The premium tea exporter reported a 161 percent increase in profit after tax to Rs. 1.84 billion for the year ended March 31, 2026, despite revenue rising by a relatively modest 4.6 percent to Rs. 22.14 billion, according to its latest annual report.

The divergence between revenue and earnings growth highlights the growing importance of branding, product innovation and premium positioning in an industry traditionally driven by production volumes and auction prices. For decades, Sri Lanka’s tea sector measured success largely through crop output and export volumes. However, with rising labour costs, land constraints, climate pressures and increasingly volatile global commodity markets, the economics of the industry are changing.

Accordingly, Dilmah’s performance suggests value addition is becoming a more important growth driver than volume expansion.

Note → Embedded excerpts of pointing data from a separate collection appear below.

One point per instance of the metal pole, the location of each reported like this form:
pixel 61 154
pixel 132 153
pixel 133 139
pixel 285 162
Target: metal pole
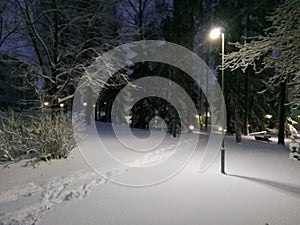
pixel 223 119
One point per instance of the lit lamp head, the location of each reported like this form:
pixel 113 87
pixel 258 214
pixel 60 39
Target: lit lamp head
pixel 268 116
pixel 215 33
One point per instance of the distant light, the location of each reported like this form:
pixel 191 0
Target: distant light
pixel 268 116
pixel 191 127
pixel 215 33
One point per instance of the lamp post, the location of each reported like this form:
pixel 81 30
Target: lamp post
pixel 215 34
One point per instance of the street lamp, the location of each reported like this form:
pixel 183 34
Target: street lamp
pixel 215 34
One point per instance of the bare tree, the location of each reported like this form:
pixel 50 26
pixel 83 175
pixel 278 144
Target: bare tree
pixel 278 50
pixel 62 38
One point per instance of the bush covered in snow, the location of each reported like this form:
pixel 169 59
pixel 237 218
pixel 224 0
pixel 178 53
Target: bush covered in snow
pixel 40 137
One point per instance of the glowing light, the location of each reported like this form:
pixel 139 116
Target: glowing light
pixel 268 116
pixel 215 33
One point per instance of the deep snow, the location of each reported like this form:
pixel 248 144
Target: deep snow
pixel 262 187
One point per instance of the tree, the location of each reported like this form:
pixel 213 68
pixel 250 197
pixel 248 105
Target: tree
pixel 278 50
pixel 63 37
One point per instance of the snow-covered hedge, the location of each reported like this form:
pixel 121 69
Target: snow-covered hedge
pixel 40 137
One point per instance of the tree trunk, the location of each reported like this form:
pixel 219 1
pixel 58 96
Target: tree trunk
pixel 282 112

Founded in 1985 by the late Merrill J. Fernando, the company built its business around a then-unconventional proposition: exporting tea as a Sri Lankan-owned global brand rather than as bulk tea destined for blending and repackaging overseas.

Today, the company sells in more than 100 countries and has expanded beyond traditional tea bags into speciality teas, wellness infusions, tea extracts and ready-to-drink products, reflecting changing consumer preferences in global beverage markets. The strategy appears to be translating into stronger financial returns.

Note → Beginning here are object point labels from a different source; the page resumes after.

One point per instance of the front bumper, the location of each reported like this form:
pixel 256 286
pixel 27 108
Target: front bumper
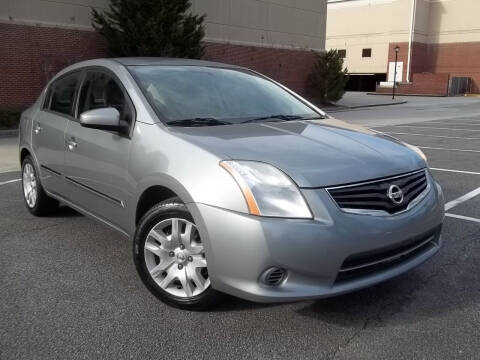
pixel 240 247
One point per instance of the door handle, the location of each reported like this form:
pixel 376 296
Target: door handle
pixel 72 144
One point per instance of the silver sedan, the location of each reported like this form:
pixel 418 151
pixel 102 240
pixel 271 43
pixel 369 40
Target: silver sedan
pixel 227 182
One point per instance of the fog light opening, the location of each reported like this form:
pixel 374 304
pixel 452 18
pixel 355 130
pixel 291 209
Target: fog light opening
pixel 273 276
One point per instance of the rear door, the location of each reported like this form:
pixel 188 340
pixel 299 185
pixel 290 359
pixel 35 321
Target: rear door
pixel 48 130
pixel 96 162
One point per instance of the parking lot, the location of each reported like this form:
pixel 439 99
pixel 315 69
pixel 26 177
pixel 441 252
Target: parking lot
pixel 68 286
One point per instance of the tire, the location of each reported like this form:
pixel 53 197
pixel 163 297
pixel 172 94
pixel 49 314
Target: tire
pixel 35 197
pixel 173 267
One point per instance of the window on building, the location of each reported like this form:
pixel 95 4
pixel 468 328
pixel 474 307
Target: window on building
pixel 63 92
pixel 367 53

Dilmah generated Rs. 6.54 billion in value creation during the year, up 47 percent from a year earlier, while retained earnings rose 138 percent to Rs. 1.84 billion. Dividend payments increased 150 percent to Rs. 414.8 million.

The results come at a time when the wider tea industry continues to face structural headwinds.

Sri Lanka’s tea production has remained under pressure in recent years, particularly in the low-grown segment that accounts for the bulk of export volumes. Industry stakeholders have increasingly argued that expanding branded exports offers one of the few viable pathways for raising export earnings without relying solely on larger harvests.

Dilmah itself has consistently positioned value retention within Sri Lanka as a core part of its business model, arguing that packaging, branding and product development at origin allow a greater share of export value to remain in the country.

The company’s annual report noted that around 3,000 products and innovations have been developed to cater to health-conscious and convenience-seeking consumers, underscoring how far the business has evolved from a conventional tea exporter.